El espectador descubrirá, como es usual en Almodóvar, cómo el destino vincula a estas mujeres humildes, enfermas, pero llenas de una gran necesidad de perdonar, de cuidarse las unas a las otras, cuando los hombres han desaparecido por completo. Es una comunidad de seres marginales y olvidados. Como el Benigno de Hable con ella, como el Ignacio de La mala educación, en Volver tenemos a Irene (Carmen Maura), la madre de Raimunda que el pueblo cree muerta hace muchos años. Ella es otro monstruo almodovariano signado por un pasado infame, lo que la condena a una vida penitente y ensombrecida.

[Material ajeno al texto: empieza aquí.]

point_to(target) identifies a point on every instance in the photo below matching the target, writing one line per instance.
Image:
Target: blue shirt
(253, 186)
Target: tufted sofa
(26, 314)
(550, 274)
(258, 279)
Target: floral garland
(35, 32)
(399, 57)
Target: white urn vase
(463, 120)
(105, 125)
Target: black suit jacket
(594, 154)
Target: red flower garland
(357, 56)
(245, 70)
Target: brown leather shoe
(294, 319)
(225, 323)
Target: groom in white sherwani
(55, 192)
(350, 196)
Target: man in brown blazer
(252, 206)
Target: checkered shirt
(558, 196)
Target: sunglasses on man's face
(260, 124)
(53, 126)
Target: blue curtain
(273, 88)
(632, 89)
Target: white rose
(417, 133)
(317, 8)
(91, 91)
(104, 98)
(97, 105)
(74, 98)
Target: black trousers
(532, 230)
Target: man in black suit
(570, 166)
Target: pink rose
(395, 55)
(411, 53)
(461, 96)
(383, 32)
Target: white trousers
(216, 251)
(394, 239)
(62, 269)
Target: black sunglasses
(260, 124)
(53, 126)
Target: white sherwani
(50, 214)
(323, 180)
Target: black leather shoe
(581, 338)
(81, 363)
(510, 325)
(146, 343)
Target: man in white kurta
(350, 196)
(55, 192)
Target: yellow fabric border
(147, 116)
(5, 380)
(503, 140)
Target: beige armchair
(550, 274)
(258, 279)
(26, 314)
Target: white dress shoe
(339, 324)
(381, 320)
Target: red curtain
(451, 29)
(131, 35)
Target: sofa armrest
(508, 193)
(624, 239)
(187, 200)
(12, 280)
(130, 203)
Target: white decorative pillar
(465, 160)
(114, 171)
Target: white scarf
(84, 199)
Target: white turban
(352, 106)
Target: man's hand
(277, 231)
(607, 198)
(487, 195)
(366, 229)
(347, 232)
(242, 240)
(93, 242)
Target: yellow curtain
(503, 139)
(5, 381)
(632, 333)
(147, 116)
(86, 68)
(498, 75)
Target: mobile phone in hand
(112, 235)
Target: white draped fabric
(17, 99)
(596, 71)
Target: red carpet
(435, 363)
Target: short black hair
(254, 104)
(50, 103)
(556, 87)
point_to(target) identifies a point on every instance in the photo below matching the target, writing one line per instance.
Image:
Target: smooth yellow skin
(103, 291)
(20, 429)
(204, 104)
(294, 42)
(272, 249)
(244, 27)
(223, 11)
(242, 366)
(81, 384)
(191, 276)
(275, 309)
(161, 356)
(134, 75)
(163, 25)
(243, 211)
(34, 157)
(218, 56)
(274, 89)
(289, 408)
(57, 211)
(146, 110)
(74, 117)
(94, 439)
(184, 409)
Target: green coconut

Sin embargo, lo que distingue a Irene es su deseo de recuperar el amor de Raimunda. Irene ha regresado para reconciliarse con sus hijas, para contarse los secretos que las mantuvieron alejadas por tanto tiempo. Y esa reconquista se emprende jugando a las escondidas, con una mezcla de inocencia, travesura y picardía del que ya no tiene nada que perder. Es una mujer que tiene de lunática, de clown, de ridículo espantajo, de fantasma amistoso. Ella comparte un duelo con su hija y con su nieta, pero también la conciencia de un crimen inconfesable.

Otro protagonista es el viento, un viento omnipresente que despeina a Raimunda y que hecha a andar los modernos molinos eólicos que decoran las áridas tierras de La Mancha. El olvido, el paso del tiempo, el silbido amenazante de una ventisca que se lleva todo, anuncian la llegada de la muerte. Contra esa muerte sobreviene no solo el empuje radiante de Raimunda, su fuerte determinación, sino también la ternura avasalladora de Irene, la madre fantasma que regresa para pedir perdón y cuidar de este grupo de mujeres solitarias.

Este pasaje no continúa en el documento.